This small survey is a perfect marriage of artist and curator: Rocío García is a Cuban artist who paints pictures of bodies under duress, while Carmen Maria Machado is an American writer of Cuban descent who specializes in body horror. Both are closely attuned to uneven power dynamics, which may be one reason García and Machado thought to foreground the artist’s Los patinadores (The Skaters, 2023), in which a quartet of headless, nude men chained at the neck skates through a prison cell. García painted these chiseled men Day-Glo pink, lending them a homoeroticism that appears at odds with their forbidding cell. That we are meant to take pleasure in looking at their decapitated bodies only makes these pictures even more uneasy.
Bound figures recur across García’s paintings here, though it’s not always clear whether the conditions of their restraint are consensual, since the artist leaves us without information needed to make that assessment. The 2021 painting Lluvia azul (Blue Rain), for one, shows a nude woman placing flowers in a vase while, to her right, another woman lies on a bed, her feet cuffed together. Whether that second woman is the seated one’s paramour or her victim, or some strange combination of the two, is left ambiguous.

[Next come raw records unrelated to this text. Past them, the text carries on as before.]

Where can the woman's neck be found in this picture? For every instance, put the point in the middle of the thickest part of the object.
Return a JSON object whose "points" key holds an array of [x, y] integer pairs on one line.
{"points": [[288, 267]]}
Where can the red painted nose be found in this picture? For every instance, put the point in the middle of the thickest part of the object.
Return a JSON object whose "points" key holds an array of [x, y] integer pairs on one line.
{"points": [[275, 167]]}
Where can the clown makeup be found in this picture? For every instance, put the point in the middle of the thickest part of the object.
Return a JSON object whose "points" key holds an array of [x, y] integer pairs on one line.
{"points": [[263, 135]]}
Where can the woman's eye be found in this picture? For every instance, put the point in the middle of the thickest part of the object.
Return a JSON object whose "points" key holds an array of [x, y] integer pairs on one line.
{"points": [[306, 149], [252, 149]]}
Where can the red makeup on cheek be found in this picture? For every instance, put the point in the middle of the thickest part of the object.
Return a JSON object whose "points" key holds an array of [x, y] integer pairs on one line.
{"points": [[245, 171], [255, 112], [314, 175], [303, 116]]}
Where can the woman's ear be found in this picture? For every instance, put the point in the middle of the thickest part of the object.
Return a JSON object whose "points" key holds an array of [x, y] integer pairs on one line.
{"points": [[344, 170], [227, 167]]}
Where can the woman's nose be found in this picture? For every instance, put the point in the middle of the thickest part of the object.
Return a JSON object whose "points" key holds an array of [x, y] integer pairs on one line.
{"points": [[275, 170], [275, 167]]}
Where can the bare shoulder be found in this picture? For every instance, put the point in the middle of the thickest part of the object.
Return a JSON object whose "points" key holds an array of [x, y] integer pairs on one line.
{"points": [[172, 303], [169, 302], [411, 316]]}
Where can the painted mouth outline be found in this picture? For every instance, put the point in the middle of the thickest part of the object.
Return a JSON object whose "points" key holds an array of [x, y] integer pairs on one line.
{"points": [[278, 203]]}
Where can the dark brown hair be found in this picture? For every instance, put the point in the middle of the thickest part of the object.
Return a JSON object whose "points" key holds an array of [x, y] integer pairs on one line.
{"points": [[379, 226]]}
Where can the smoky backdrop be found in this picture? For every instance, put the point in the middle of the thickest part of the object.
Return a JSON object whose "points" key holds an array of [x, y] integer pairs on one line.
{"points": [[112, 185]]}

And sometimes, it’s not even clear whether García’s bodies even belong to human beings. In one painting, she portrays a man—once again one without clothes and a head—seated on a bare mattress, rifle in hand. His legs culminate not in feet but flower-like appendages. Might he represent a dehumanized authority figure, The Man personified? García leaves that ambiguous, too, lending this painting its charge.
Through September 20, at 26 Wooster Street.